How to import a corpus from EXMARaLDA

We will import an example corpus from the ANNIS demo corpus page, the so-called "dialog.demo" corpus, a sample from the BeMaTaC corpus.

  1. Go to https://corpus-tools.org/annis/corpora.html.
  2. Download the corpus named "dialog.demo" in the EXMARaLDA format.
  3. Unzip the file to a folder of your choice
  4. The folder will have a structure with the root corpus as folder and a single .exb file containing a document. The video file next to it will be linked with the document, but Hexatomic can not yet play video files.
dialog.demo/
├── dialog.demo.exb
└── dialog.demo.webm
  1. Choose the Import entry in the File menu.

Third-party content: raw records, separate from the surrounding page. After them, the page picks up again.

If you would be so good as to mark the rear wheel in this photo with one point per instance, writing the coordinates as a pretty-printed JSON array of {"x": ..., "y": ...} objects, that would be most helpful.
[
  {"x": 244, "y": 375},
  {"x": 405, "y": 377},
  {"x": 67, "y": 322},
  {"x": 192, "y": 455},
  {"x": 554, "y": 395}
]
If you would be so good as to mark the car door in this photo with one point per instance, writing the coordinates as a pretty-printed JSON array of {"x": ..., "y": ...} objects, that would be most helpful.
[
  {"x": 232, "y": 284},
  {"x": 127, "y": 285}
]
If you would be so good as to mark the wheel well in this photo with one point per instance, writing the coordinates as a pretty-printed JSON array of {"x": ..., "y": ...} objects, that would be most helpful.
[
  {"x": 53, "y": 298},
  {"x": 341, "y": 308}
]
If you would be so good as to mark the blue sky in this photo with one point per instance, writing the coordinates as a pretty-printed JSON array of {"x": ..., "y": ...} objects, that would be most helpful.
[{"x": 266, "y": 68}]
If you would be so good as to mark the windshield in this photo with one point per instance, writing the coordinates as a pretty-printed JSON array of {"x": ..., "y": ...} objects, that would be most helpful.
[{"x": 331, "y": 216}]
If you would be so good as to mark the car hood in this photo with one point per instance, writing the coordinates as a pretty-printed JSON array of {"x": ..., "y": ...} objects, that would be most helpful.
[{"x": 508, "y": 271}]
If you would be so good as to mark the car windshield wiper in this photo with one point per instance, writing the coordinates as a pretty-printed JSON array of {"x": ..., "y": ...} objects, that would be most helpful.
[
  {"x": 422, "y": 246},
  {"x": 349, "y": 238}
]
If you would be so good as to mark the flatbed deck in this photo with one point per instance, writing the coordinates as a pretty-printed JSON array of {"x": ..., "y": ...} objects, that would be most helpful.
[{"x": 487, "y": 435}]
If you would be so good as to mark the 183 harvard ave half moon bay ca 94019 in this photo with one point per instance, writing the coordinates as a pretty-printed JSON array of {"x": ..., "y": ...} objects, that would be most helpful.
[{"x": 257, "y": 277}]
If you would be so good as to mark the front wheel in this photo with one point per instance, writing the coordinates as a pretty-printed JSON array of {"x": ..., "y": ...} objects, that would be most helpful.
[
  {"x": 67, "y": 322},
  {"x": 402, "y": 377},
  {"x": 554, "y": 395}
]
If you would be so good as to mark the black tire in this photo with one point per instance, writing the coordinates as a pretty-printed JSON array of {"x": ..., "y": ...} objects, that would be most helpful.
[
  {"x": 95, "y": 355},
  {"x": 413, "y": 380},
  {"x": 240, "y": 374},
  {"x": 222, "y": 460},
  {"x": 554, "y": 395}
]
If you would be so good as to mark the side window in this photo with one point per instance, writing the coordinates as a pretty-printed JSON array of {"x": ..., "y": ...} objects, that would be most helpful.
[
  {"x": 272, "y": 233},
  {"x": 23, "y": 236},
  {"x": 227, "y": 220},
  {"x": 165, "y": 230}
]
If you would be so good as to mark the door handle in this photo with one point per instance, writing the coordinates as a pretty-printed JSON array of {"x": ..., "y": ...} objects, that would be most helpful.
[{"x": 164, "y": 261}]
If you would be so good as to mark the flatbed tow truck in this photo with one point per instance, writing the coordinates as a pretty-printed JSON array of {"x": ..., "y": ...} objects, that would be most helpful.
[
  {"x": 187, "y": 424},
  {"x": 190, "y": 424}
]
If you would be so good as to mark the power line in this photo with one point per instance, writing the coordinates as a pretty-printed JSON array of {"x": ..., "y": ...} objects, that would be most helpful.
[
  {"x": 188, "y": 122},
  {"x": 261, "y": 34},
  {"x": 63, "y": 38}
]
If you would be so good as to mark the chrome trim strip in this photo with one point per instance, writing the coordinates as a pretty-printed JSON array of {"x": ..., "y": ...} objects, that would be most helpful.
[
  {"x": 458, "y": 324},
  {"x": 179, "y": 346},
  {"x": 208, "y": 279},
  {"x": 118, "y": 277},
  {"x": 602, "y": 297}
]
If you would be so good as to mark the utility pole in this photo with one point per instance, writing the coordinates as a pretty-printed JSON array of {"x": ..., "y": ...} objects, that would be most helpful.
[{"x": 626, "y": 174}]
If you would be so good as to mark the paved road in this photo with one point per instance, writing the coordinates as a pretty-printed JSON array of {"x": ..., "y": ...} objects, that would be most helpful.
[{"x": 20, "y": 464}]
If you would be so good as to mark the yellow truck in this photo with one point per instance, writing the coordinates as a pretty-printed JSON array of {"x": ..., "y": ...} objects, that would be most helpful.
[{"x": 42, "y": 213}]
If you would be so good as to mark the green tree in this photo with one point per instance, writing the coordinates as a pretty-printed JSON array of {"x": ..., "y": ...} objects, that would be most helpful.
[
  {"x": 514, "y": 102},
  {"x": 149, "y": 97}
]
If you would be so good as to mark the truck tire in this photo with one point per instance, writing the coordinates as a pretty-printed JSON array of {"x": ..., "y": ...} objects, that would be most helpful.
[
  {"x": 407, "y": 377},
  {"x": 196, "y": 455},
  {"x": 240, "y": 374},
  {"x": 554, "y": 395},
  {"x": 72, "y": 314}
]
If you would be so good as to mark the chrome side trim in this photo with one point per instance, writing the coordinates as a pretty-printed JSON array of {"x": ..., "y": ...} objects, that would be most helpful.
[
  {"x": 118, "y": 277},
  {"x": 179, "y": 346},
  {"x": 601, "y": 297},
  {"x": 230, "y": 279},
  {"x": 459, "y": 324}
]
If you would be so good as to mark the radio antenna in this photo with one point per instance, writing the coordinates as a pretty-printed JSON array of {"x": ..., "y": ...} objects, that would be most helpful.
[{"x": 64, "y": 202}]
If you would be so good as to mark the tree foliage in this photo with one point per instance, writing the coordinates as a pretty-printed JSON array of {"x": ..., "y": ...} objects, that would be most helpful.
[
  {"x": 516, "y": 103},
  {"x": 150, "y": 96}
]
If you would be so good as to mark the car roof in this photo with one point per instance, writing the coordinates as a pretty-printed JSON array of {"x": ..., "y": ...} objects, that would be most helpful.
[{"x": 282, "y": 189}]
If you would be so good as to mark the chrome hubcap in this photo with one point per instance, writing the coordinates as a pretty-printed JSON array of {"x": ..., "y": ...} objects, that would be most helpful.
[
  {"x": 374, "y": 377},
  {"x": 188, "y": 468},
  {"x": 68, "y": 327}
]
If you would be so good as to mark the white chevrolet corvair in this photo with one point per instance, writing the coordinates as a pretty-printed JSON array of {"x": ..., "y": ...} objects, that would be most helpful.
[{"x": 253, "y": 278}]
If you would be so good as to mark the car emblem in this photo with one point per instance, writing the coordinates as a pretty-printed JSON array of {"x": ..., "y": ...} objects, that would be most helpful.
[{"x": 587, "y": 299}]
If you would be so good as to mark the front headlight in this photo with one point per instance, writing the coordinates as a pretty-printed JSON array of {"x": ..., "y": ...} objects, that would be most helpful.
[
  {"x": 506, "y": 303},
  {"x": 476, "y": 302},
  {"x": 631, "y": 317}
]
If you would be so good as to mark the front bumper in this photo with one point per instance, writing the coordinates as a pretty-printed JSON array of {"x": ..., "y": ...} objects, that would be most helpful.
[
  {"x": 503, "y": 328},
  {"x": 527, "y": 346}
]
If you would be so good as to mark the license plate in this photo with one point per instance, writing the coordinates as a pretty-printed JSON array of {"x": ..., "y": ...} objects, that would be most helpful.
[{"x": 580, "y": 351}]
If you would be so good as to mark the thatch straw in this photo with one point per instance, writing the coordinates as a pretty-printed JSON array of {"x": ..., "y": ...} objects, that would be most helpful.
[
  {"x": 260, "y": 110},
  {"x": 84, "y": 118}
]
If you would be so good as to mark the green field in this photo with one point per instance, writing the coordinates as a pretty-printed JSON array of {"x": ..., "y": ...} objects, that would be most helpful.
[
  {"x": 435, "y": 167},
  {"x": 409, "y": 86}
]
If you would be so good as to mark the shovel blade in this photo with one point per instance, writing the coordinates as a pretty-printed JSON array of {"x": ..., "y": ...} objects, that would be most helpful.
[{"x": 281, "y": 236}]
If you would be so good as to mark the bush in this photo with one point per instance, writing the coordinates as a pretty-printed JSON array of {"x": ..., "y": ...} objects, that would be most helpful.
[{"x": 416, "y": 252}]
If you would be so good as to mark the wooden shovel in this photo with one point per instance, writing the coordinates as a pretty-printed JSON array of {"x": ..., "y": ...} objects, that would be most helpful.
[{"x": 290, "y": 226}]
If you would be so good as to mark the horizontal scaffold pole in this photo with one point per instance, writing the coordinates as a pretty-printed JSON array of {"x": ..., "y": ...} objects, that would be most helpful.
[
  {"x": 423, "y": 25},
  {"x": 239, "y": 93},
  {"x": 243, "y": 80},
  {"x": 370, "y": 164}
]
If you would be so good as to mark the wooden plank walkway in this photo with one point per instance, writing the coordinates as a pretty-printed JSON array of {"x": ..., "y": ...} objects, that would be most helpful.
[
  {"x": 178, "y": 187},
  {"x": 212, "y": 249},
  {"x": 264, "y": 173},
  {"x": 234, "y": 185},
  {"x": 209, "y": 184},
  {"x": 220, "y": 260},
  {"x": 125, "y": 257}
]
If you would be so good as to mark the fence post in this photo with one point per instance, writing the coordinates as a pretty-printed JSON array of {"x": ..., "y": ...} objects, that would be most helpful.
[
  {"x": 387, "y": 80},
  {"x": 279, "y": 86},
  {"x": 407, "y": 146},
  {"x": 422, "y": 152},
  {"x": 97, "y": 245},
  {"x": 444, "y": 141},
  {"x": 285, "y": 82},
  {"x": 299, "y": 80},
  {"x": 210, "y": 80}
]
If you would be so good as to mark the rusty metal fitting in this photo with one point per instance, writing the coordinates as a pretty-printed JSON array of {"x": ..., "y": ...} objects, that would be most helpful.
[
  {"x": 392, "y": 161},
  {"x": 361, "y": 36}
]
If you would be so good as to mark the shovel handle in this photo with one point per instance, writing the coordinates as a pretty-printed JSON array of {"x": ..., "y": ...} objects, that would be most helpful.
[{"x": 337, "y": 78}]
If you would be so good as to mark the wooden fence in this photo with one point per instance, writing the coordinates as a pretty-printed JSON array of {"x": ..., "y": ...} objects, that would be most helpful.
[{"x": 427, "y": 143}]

  2. Click on the button with the ... caption and navigate to the unzipped dialog.demo folder. Then click on Next. Select a corpus folder in the import wizard
  3. The importer should correctly identify this corpus as "EXMARALDA format (*.exb)". Click on Finish to import the corpus. Format selection wizard step
  4. Expand the corpus structure in the "Corpus Structure" view and right-click on the "dialog.demo" document, select "Open with Grid Editor". Choose "phon0" as data source to show the token and span annotations for the first speaker. Grid editor with the openend document
  5. You can now continue to work with the imported data in the Grid Editor.